At some point last week, I think my family slipped me a mickey, because the next thing I knew I was accepting delivery from Best Buy of a 51-freaking-inch plasma TV. To give you an idea of how crazy that seems to me, suffice it to say that it was replacing a 27-inch Sony Trinitron—and I think the 27 inches indicates how far the tube stuck out in back.

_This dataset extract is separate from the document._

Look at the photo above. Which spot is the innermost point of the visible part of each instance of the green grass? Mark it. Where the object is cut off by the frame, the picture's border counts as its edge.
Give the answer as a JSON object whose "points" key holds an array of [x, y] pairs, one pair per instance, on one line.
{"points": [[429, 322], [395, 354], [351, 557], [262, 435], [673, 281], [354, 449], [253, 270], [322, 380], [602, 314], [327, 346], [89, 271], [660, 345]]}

This TV went straight down the basement—we still have a modest (32-inch) flat screen that lives in a cabinet in the living room, since I'm not one to have a big TV be the center of attention in our main upstairs room. Pete, especially, is in heaven, because now his Xbox games are in HD and I guess all the blood shows up even better! (Nah, you know me—I'm still pretty strict about what games he's allowed to get, specifically no uber-realistic war games. The people who work at GameStop are very helpful when it comes to explaining why a particular game gets an M—for Mature Audiences—rating. Sometimes it's horrific combat violence and sometimes it's just sci-fi violence but with plenty of cartoony gore.) Anyhow, the plan already sort of paid off, because yesterday he had several friends over after school, which was a first—he pretty much always goes to someone else's house because they have a better TV. I wanted to create a basement playroom that the kids would want to invite their friends to. We even got a few beanbag chairs. Woo-hoo, are we fun or what?
Anyhow, the Comcast rep at Best Buy had said that we wouldn't need to pay extra for this TV's HD box since we already have HD upstairs, and we have Comcast for cable, phone, and Internet. But when Andy got to the Comcast store to pick up the HD box, they said it would be another $10/month. I guess the guy felt Andy's pain, though, because he said that he'd throw in a DVR and give us all of the channels. All of them. Yes, HBO, Starz, Cinemax, Showtime, etc. etc.—all those channels that we've lived without for all these years. That, plus the On-Demand thing that we already have, and Netflix ... well, let's just say that if I hear anyone in this house complain that "there's nothing on," I'll scream.
Over the weekend Andy, Pete, and I watched The Bourne Legacy, which stars Jeremy Renner as Aaron Cross, the newest super-spy. It was as good as these movies usually are—exciting and fast-paced but not exactly something you'd think about for too much longer afterward. Oh, and big. It was really big.